What is a Butterfly trade?
It is a combination of a debit spread and a credit spread put together.
Features of a butterfly:
It is generally a debit trade.
Low risk, limited profits
Lower margin requirements with probability of higher ROI.
A call butterfly is: 1 long call closer to ITM, 2 short further OTM calls (same strike) and another long call way OTM. And a put butterfly isĀ 1 long put closer to ITM, 2 short further OTM put (same strike) and another long put way OTM. Whether a call butterfly or put butterfly, the risk profile or pay off function looks same. The final payoff looks like a butterfly and as long the price on expiration is within the body of the butterfly, there is a profit. The underlying price movement is expected to remain confined into a limited range.

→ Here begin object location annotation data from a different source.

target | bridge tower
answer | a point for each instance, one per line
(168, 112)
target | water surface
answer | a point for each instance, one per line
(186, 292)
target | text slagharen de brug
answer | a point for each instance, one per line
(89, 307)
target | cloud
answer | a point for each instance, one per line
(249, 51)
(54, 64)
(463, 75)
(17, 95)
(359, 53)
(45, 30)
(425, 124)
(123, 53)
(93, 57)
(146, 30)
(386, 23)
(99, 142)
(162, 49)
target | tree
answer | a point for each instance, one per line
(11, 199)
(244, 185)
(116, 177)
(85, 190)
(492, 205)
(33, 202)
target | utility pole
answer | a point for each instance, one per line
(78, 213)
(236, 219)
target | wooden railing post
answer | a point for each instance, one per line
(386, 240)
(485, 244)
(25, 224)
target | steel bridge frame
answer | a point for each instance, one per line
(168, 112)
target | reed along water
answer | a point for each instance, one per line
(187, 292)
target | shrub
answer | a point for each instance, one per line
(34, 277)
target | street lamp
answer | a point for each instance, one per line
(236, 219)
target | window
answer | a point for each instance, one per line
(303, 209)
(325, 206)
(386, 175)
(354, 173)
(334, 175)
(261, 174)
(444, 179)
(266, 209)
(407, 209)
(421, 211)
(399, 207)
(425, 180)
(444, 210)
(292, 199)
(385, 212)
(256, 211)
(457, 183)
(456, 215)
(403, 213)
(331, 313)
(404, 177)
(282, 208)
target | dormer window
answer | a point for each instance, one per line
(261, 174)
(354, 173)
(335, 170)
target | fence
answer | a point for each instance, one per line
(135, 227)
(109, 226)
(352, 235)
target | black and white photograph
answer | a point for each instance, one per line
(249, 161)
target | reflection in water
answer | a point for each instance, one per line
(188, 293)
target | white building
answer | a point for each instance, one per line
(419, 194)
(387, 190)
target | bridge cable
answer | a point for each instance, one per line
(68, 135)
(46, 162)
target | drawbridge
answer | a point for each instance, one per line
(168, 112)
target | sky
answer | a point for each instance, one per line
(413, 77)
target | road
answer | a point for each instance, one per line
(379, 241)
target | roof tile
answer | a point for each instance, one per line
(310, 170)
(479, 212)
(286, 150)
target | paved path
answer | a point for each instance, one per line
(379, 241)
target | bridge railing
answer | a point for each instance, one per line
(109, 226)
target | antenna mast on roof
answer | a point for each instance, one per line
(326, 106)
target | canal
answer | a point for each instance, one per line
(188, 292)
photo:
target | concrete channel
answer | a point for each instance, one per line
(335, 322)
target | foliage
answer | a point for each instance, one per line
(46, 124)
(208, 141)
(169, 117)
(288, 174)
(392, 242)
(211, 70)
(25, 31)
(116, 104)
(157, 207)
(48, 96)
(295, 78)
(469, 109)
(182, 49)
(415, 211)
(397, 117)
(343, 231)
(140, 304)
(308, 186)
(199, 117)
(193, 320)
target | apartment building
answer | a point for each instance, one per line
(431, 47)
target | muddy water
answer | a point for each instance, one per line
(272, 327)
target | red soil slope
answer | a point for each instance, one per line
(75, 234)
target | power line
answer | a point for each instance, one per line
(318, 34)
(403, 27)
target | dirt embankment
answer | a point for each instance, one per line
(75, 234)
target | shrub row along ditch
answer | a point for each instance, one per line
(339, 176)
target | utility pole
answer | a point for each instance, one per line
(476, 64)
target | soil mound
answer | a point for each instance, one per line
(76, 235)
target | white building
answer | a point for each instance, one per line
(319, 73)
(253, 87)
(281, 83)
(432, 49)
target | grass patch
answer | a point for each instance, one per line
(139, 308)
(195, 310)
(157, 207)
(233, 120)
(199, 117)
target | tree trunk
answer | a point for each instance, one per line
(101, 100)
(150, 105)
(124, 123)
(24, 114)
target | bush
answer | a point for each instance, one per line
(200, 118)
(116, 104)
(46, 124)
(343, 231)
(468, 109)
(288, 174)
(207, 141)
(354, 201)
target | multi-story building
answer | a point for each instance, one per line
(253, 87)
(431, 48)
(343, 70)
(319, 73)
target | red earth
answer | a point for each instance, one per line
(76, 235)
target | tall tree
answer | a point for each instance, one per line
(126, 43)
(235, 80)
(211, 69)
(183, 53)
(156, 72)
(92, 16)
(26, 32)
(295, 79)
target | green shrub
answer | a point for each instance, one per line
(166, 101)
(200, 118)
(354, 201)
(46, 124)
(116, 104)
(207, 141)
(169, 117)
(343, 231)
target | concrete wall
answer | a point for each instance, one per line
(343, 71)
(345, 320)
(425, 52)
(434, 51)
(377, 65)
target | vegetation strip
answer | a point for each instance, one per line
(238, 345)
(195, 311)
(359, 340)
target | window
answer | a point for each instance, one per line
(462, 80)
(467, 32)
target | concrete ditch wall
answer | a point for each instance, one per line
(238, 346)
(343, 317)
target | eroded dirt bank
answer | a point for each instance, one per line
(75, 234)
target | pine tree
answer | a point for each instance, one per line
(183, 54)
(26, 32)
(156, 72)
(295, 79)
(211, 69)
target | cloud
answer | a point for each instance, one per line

So, how do we at Monetive Wealth use this strategy to speculate on earnings without risking a lot. Earnings can he a hit or a miss. More than that the market reaction to any type of earnings can different from expectations. Also, a stock can have out sized moves too if positioning in the market place is lop sided. With so many unknowns, if there is a way to risk a little but the reward is good, then doing a earnings butterfly is an option. This is one trade strategy we at Monetive use during earnings season to express our opinion, take a small risk and hopefully make outsized returns.
4/19/22 after market is NFLX earnings. Based on the implied volatility, the market maker move for this Friday expiration is about $36. The move can be either up $36 or down $36.
So, if we think that a stock can gap down on earnings but still remain within the expected market maker move then we can do a put butterfly.
For eg: on NFLX: current stock price : 337
Market maker move is $36
March 2020 low is around 290
Monthly POC (point of control) is 283.11 (these act as support)
One possibility for NFLX is to fade towards these support areas by Friday then a possible put butterfly trade would be
Buy 1 310 P, Sell 2 297.5P, Buy 1 285P for a debit of $1 per contract.
In this case, if NFLX pins at 297.5 strike price on this Friday then this trade can make a max profit of $11.5.
The butterfly width is 12.5 - $1 debit paid = max profit potential = $11.5
If NFLX gaps up, we lose $1. If $NFLX blows through 285 and closes Friday below 285 price then our debit spread is fully in the money and at max profit but our credit spread is at max loss. So, we would have to close the butterfly for a total loss. If we does not close the butterfly spread if all the legs are in the money then we will have go through assignment and exercise fees to get out the trade. So, it is easier and always better to close the butterfly trade before expiration.
At Monetive, we do quite a lot of butterfly trades for earnings if we are certain of the direction based on our assumptions of what the earnings might be.
This NFLX trade is just an example of how we do these types of trades.
Disclaimer: Finally a reminder that these are our opinions only and not a trade recommendation. Please always do your own due diligence and/or consult a registered investment advisor.